中島敦 南洋日記 二月六日
二月六日(金) 晴 ペリリユウ
昨夜眠れず。校長の家の萬年床の臭きがためか。二時間目、國語授業見學。三時間目、學藝會練習見物。一年生のネズミのチヱの小鼠共面白し。その他モモタラウ等。四時間目、到頭一寸した話をさせられる。

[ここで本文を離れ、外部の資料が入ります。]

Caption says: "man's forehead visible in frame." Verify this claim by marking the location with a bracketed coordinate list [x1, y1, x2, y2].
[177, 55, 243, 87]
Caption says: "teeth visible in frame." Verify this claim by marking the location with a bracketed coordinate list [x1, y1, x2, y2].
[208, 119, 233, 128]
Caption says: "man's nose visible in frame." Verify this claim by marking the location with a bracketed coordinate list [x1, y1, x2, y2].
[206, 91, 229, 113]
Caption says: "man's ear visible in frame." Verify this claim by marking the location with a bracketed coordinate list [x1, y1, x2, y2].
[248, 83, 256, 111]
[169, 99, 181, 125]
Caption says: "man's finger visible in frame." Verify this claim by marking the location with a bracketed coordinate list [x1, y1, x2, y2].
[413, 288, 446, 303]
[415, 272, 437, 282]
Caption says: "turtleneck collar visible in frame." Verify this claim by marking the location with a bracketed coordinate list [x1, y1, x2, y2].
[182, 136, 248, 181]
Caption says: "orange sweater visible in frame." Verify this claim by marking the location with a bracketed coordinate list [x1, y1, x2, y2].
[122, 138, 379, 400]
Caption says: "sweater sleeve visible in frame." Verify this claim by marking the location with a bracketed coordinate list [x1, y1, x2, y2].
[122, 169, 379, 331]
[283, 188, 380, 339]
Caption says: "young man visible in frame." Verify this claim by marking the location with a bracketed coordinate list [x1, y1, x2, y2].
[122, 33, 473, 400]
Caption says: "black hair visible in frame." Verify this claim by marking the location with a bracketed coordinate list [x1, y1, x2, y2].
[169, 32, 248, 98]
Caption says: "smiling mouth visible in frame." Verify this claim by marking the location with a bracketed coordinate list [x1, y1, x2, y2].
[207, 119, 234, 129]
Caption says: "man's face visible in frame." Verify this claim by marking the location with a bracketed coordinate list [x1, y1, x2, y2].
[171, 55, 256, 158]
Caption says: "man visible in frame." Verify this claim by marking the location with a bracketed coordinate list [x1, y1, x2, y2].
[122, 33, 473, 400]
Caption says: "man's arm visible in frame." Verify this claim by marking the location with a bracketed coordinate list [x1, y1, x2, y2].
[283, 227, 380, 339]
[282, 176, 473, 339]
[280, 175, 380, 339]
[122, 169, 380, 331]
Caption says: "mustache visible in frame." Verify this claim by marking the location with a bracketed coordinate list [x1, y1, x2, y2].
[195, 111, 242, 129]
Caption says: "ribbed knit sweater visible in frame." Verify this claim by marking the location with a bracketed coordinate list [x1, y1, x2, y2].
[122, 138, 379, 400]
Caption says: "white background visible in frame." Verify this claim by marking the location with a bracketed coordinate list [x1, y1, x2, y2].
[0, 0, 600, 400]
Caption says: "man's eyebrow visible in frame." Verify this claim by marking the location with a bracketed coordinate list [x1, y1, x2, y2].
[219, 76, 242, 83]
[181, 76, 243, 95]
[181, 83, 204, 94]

午後、三年生シンイチなる者を案内にガルドロルク(ガルドローコ・)部落見學。電信隊を過ぎて、マングローブ多き海岸に出づ。海水赤黑し。水中の石の道を渡り、林の中を通りつて歸る。暑し。低空飛行。飛行機鳥。パンの木。實少し。鸚鵡のゐる村長の家。アバイ。人面の模樣。シンイチと戰爭の話をする。東京の話も。三時近く歸る。ひるね。夕方、生徒等、手に手に椰子蟹を提げつゝ來る。支廰の司法主任とか、他二三人と會食。雞と蟹、旨し。遲く風呂を貰ひに來るサーカスの親方。
[やぶちゃん注:「ネズミのチヱ」昔話らしいが不詳。
「シンイチ」日本名であるが、やはり現地の少年であろう。